The Kenyan government is utilizing Blockchain to develop an immutable and transparent education management system. The Ministry of Information, Communication and Technology (ICT) is currently collaborating with IBM to enable schools and other educational institutions to issue academic certificates on a cloud-based Blockchain network.
In a recently released report, the Association of International Educators (NAFSA), which represents over 10,000 members and 3,500 institutions located across 150 countries, revealed that academic fraud is becoming a serious issue for prominent and reputable universities and colleges.
A section of the report read:
“George Gollin, a University of Illinois physics professor who has investigated diploma mill frauds such as that of St. Regis, says that based on his research, he estimates that 200,000 academic degrees are sold by illegal degree providers in the United States each year.”

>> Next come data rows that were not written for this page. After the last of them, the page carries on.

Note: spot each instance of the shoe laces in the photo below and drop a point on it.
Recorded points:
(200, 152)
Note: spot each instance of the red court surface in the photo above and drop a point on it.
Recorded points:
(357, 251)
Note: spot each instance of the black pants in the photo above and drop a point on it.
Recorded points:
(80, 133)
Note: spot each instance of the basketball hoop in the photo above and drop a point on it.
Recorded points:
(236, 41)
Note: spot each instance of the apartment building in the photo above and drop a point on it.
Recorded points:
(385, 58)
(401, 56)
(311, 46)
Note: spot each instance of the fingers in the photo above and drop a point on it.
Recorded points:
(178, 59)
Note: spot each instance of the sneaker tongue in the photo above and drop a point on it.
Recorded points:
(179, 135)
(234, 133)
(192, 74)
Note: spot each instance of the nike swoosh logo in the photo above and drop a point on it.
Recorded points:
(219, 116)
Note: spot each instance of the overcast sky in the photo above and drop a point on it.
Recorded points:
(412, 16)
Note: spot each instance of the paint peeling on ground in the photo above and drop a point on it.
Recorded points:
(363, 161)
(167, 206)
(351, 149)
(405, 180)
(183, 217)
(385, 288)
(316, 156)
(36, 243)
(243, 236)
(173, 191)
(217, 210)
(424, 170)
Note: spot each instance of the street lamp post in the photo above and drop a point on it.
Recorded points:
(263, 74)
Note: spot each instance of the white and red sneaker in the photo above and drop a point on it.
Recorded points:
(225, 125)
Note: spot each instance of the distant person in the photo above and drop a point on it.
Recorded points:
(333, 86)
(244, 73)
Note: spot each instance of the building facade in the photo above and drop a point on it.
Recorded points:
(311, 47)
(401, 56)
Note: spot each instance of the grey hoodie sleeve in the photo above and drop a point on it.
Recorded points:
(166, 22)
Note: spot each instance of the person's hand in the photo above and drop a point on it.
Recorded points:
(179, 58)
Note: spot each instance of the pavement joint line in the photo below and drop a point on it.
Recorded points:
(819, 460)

In an attempt to reduce the issuance of fraudulent academic degrees and restrict the market of illicit academic certificate production, the Kenyan government is closely working with IBM to launch an academic certificate issuance platform on a Blockchain network.

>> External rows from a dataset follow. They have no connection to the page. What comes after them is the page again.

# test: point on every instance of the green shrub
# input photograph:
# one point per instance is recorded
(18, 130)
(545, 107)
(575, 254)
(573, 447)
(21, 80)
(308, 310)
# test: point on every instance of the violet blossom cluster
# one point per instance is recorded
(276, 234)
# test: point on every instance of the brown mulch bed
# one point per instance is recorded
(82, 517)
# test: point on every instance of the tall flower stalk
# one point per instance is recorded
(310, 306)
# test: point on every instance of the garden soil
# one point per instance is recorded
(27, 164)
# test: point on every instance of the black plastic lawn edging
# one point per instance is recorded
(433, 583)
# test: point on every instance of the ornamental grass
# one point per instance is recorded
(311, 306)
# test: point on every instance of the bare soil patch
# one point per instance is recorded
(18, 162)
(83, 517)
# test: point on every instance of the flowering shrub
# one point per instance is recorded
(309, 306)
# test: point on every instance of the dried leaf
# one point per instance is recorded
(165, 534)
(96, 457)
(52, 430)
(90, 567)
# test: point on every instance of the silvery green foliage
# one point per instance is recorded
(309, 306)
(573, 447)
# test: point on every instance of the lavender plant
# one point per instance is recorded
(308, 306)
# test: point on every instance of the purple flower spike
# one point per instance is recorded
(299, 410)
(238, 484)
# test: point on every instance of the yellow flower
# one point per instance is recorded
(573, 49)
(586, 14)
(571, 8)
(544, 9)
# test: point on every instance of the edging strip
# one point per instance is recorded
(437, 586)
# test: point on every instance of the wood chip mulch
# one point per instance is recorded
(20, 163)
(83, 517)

Specifically, the ICT ministry is utilizing IBM’s enterprise-grade Blockchain solution, which is currently being implemented by leading corporations and financial institutions to supplement operations in a more secure and transparent ecosystem.
Nyimbi Odero, the ICT ministry's innovation adviser, stated during a talk at the Strathmore University in Nairobi that students soon will not be able to list manipulated exam outcomes or university performance. More importantly, Odero also noted that the platform would allow companies or other relevant parties to verify student credentials on an efficient Blockchain platform.
"The government of Kenya, working with IBM is currently implementing a Blockchain-based education certificate management system so that if you are a Kenyan student, you can't fake your exam outcomes."
To date, the IBM Blockchain solution or any of its products haven’t been tested on a commercial scale. Large-scale corporations or banks have yet to announce successful testing or launch of an IBM Blockchain-based product. Thus, the Kenyan government must consider other working products such as Blockcerts which are based on a secure Blockchain, like Bitcoin.
Introduced in October, Blockcerts is an open infrastructure for academic credentials built on top of the Bitcoin network. Inspired by MIT Media Lab’s project, Blockcerts provides a decentralized credentialing system by prioritizing security.
When it comes to certificate issuance, security must be the utmost priority of the Kenyan government. The utilization of private networks like IBM could result in the same case with centralized databases, which would leave its Blockchain-based platform vulnerable to data theft.